On the other hand, it’s important to recognize how hopelessness, negativity, and depression lock us into patterns of disease, lengthening healing time or preventing healing entirely.  Chronic complaints are often hard to identify, and even harder to treat.  Therefore, when someone who is sick finally has a label for their illness, they tend to identify with that label and, in a sense, “become” the disease.  While this is entirely natural, and often a comfort to the individual, it can greatly affect healing.

Looking at health holistically, we must recognize that mind and body are one.  If this is so, then not only will the pain of the body affect the thoughts and feelings of the mind, but the thoughts and feelings of the mind will affect the body, as well.  In short, if we think we feel bad, we will feel bad.  If we think we’re sick, we will be sick.  This is not a trite statement, and doesn’t diminish the seriousness of the person’s illness in any way.  However, it does dictate the level at which we treat disease, and makes that treatment multifaceted and thus more complicated. 

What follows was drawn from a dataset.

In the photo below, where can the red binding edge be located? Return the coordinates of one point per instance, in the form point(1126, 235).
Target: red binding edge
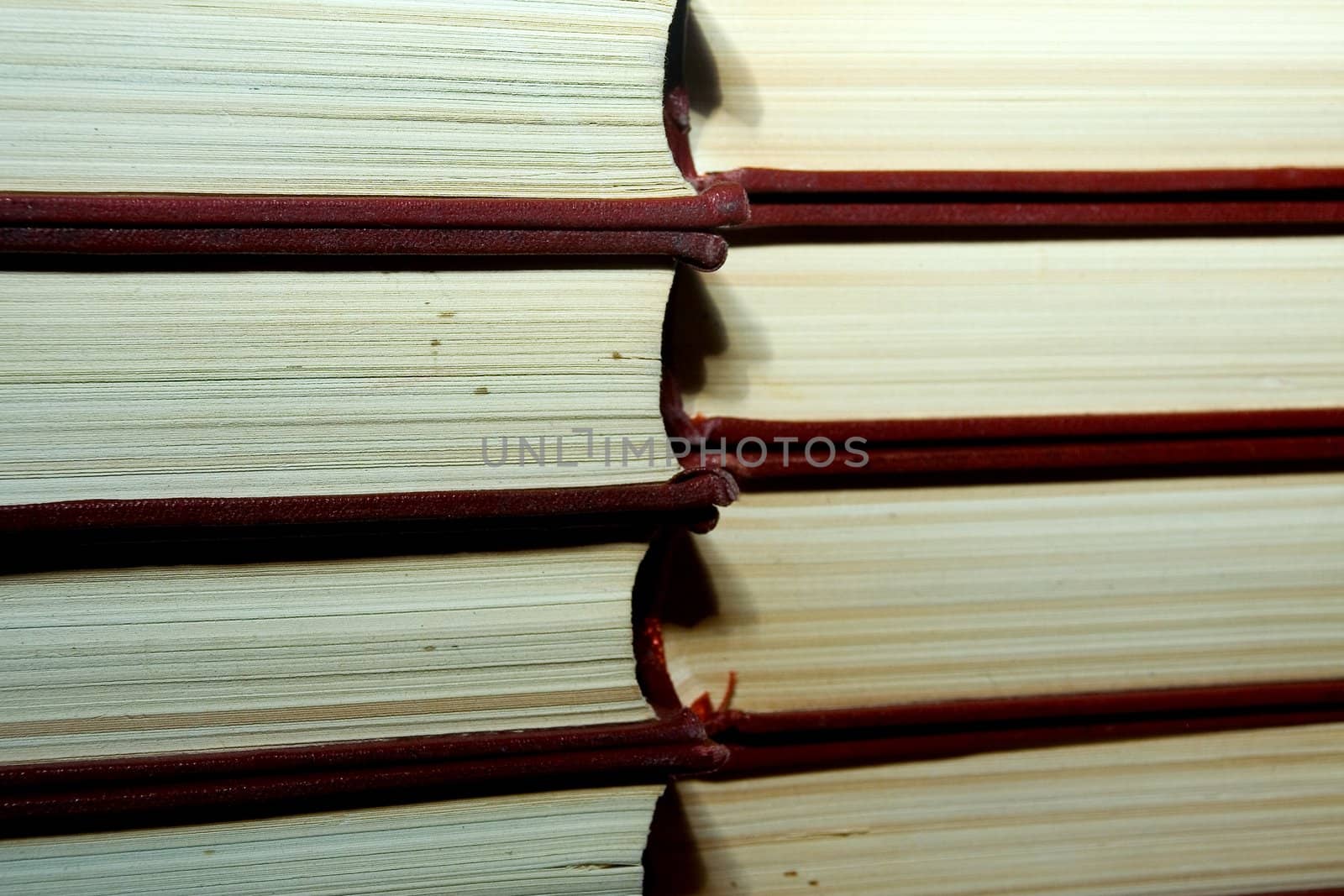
point(717, 204)
point(705, 251)
point(696, 490)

For example, what started as a physical or functional complaint, which may have been entirely natural and expected for the conditions of the time, becomes an outlook on life.  As a result, what would have healed naturally in its own time, is made to endure when mental patterns reinforce physical patterns.  This is complicated issue, which doesn’t respond as well to any medical treatments, whether allopathic medicine, or Chinese medicine.  In general, it requires more acupuncture and Chinese herbal treatments than one would expect. 

Therefore, in the treatment of chronic disease, it is essential for the patient to be able to begin to view him or herself in new way; as a healthy person, momentarily sick and needing rest, instead of as a sick person, doubting the body’s ability to heal.  This shift towards better perspective will allow the body to heal as the body should, and will allow the patient to recognize the subtle shifts towards better health that the body makes along the way.  In this way, even though one is healing from a chronic illness, which by its very nature takes a long time, the patient will at least be able to enjoy life as they heal, free from identifying with the illness that affects them.  When the patient is able to step out of the way of their own healing, healing time naturally shortens, as the body’s natural resiliency is allowed to function properly, and will respond more quickly and dramatically to acupuncture and Chinese medicine.